Purchase and Sale Agreement

On March 30, 2007, Cano Petro of New Mexico, Inc. (“Cano New Mexico”), a wholly-owned subsidiary of Cano Petroleum, Inc. (“Cano”), entered into a Purchase and Sale Agreement (the “Agreement”) among UHC New Mexico Corporation (“UHC”), Cano New Mexico and Cano, for certain limited purposes, and purchased oil and gas properties in the Permian Basin (the “Properties”) with an effective date of the acquisition of February 1, 2007.  The purchase price was $7 million in cash and 404,204 shares of Cano restricted common stock.  The Properties currently produce approximately 75 net barrels of oil equivalent per day and cover approximately 20,000 acres.

The Agreement is attached hereto as Exhibit 2.1 and incorporated herein by reference.

Item 3.02               Unregistered Sales of Equity Securities

As set forth in Item 1.01 “Entry into a Material Definitive Agreement — Purchase and Sale Agreement,” on March 30, 2007, in connection with the acquisition of the Properties, Cano issued 404,204 shares of Cano common stock to UHC.  Based on the closing price of Cano common stock on the American Stock Exchange on March 30, 2007, the aggregate value of the 404,204 shares issued was approximately $1.8 million.  UHC is an  “accredited investor” as defined in Rule 501(a) promulgated pursuant to the Securities Act of 1933, as amended (the “Securities Act”); therefore, the shares were issued pursuant to an exemption from registration provided by Section 4(2) of the Securities Act and Rule 506 promulgated pursuant to the Securities Act.
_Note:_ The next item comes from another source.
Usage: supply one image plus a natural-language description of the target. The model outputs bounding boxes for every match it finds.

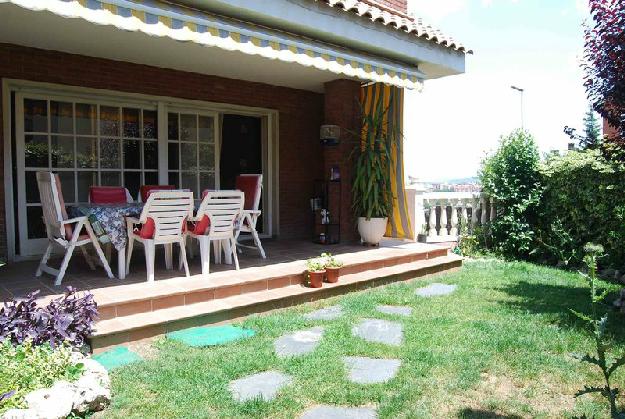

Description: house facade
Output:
[0,0,469,262]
Item 9.01.                                  Financial Statements and Exhibits.

(d)           Exhibits

2.1                                 Purchase and Sale Agreement by and among UHC New Mexico Corporation, as Seller, Cano Petro of New Mexico, Inc, as Buyer, and Cano Petroleum, Inc., for Certain Limited Purposes, dated March 30, 2007 (The schedules and exhibits have been omitted from this filing.  An exhibit to the schedules and exhibits is contained in the Purchase and Sale Agreement and the schedules and exhibits are available to the Securities and Exchange Commission upon request.)

* * * * *

2




SIGNATURES

Pursuant to the requirements of the Securities Exchange Act of 1934, the registrant has duly caused this report to be signed on its behalf by the undersigned hereunto duly authorized.

 

CANO PETROLEUM, INC.

 

 

 

Date: April 4, 2007

 

 

 

 

 

 

 

By:

/s/ Michael J. Ricketts

 

 

 

Michael J. Ricketts

 

 

 

Vice President and Principal Accounting Officer

 

3




EXHIBIT INDEX

Exhibit No.

 

Description

2.1

 

Purchase and Sale Agreement by and among UHC New Mexico Corporation, as Seller, Cano Petro of New Mexico, Inc., as Buyer, and Cano Petroleum, Inc., for Certain Limited Purposes dated March 30, 2007 (The schedules and exhibits have been omitted from this filing. An exhibit to the schedules and exhibits is contained in the Purchase and Sale Agreement and the schedules and exhibits are available to the Securities and Exchange Commission upon request.)